Sincerely, Kevin for the team
"My biggest concern is about the observations in section 4.3 in combination with statement in section 6: "This lack of prior dependence strongly motivates the use of VLD for unfolding.". It is true that the model performs well on a different distribution as seen in training on the dataset considered here. But, it is not clear that this generalizes beyond this example. I understand that the authors cannot look at many processes within the scope of this manuscript, but I would at least like to see some explanation or investigation of why such a behavior would be expected. If the authors want to keep the sentence in the conclusion, they need to provide more explanantion / tests / examples to support the claim."
Response - We agree with the reviewers' conclusions here. Though we show good performance on one alternative distribution, there are many other possible distributions we could consider, so we should not make broad claims about the level of prior dependence of this method. We have removed the relevant statement from the conclusion.
"One of the strengths of generative unfolding: event-by-event uncertainties, (since a given detector level input can be unfolded several times) could be mentioned in the introduction, since this an additional reason to use this method compared to discriminative methods."
Response- We do believe that the ability to unfold a single event multiple times is an additional benefit of generative models. We have added a sentence to this regard in Section 4.2, along with a citation to a paper that demonstrates how use of generative models can improve the statistical power of particle physics datasets. However we are not sure that “event-by-event uncertainties” have an application in a physics analysis, so we elected to leave this detail out.
"In section 3.1, is O_P_0 treated differently by the position-equivariant transformer with respect to the other O_P_i? Please explain."
Response- The transformer is position-equivariant with respect to the inputs.
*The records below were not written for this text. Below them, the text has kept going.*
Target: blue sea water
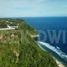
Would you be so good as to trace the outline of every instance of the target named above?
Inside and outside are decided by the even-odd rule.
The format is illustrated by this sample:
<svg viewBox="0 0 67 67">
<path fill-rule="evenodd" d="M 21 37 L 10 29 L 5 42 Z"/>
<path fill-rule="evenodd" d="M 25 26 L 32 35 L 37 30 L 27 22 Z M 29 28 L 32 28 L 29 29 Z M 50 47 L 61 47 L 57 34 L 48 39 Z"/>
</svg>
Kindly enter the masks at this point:
<svg viewBox="0 0 67 67">
<path fill-rule="evenodd" d="M 47 30 L 65 30 L 66 31 L 66 41 L 67 41 L 67 17 L 24 17 L 24 20 L 33 26 L 37 31 L 47 31 Z M 51 43 L 49 38 L 46 41 L 43 41 L 43 35 L 40 34 L 41 40 L 39 43 L 41 47 L 48 51 L 52 51 L 56 57 L 58 57 L 63 63 L 67 64 L 67 43 L 62 43 L 62 38 L 60 38 L 60 42 L 58 44 Z M 48 35 L 47 35 L 48 36 Z M 61 35 L 62 37 L 62 35 Z M 45 42 L 47 45 L 45 45 Z"/>
</svg>

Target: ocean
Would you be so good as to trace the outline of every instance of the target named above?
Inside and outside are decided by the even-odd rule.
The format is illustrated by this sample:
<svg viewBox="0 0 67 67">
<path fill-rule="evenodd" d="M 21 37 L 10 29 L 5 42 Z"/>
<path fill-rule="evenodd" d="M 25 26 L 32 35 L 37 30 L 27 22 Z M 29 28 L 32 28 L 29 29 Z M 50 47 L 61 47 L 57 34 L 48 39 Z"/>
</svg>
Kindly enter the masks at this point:
<svg viewBox="0 0 67 67">
<path fill-rule="evenodd" d="M 40 46 L 67 65 L 67 17 L 23 17 L 23 19 L 39 33 Z M 51 36 L 56 34 L 59 42 L 55 35 L 56 42 L 51 41 L 50 34 Z"/>
</svg>

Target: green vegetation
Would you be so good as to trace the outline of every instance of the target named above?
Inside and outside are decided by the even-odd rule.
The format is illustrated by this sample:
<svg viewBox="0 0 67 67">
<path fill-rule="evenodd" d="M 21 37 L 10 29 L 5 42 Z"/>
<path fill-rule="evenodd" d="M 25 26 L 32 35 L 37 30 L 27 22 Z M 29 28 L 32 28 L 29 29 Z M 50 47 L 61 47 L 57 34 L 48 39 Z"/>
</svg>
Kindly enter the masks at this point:
<svg viewBox="0 0 67 67">
<path fill-rule="evenodd" d="M 34 28 L 20 19 L 0 19 L 2 23 L 18 29 L 0 30 L 0 67 L 58 67 L 51 55 L 30 37 L 37 34 Z"/>
</svg>

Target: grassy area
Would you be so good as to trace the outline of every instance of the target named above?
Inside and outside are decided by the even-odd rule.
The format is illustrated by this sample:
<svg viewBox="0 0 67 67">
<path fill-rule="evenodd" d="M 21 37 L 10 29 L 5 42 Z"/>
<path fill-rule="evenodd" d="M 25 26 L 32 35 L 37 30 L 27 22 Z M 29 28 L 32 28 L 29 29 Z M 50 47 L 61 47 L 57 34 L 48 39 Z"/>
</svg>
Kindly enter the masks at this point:
<svg viewBox="0 0 67 67">
<path fill-rule="evenodd" d="M 30 37 L 29 34 L 36 34 L 34 28 L 18 19 L 9 19 L 7 24 L 19 28 L 0 31 L 0 67 L 58 67 L 51 55 Z"/>
</svg>

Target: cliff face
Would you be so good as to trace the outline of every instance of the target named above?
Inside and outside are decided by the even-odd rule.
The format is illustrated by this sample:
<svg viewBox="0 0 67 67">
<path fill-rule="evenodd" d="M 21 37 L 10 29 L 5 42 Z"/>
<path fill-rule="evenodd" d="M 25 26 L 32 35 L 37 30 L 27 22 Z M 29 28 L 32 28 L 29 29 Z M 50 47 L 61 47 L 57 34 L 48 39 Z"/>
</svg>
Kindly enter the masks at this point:
<svg viewBox="0 0 67 67">
<path fill-rule="evenodd" d="M 4 22 L 18 28 L 0 30 L 0 67 L 58 67 L 30 37 L 37 34 L 34 28 L 19 19 L 0 19 L 0 24 Z"/>
</svg>

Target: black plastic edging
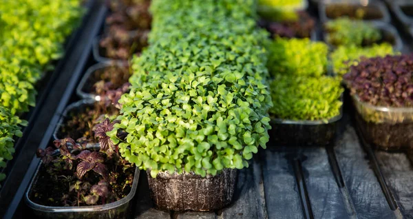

This means that if the O_P were shuffled, the outputs x would also shuffle in the same way. It’s then only important that the vector describing the event level quantities is given a fixed position, in this case the first one. This way we know what w to apply the event predictor to after the particle decoder (see Figure 1).
"In section 3.3, why is y_0 needed? Please explain."
Response - Y_0 is a learned vector that is added to the set of observables to serve as a carrier for the multiplicity information. Since the multiplicity depends on all of the inputs, but is itself a single value, we need an additional vector that extracts contextual information and feeds it to the multiplicity predictor.
"In section 3.4, how is ensured that the ordering is constant over t? Or is that not a problem to be concerned of?"
Response - The ordering is only enforced during network training in the diffusion loss term. Since we are training, we can make use of the truth-level information, so the objects are ordered by truth pT which doesn’t change at high-levels of noise. During inference, everything is fully equivariant.
"In section 4.1, have both coordinate representations P^cart and P^Polar been used simultaneously (concatenated)?"
Response - Yes, for the input to the detector encoder the representations are concatenated and used together.
"In sections 4.2 and 4.3, to better visualize the correlations between the observables and how well these are learned by the model, I suggest to add corner plots (for example to an appendix). Maybe this also explains the performance on down-stream observables a bit more."
Response - We have added corner plots to the appendix and they are quite interesting to look at, but we do not notice any large difference between the predicted and true correlations. The only visible differences between the predicted and true plots is in the top quark mass distributions, but these differences are already captured in Figure 10. The shapes of the rest of the unfolded distributions are very accurate.
"In sections 4.2 and 4.3, in addition to the metrics shown in the tables, I think it would be nice to see how well a neural classifier (see discussion in 2305.16774) would be able to distinguish unfolded from true events."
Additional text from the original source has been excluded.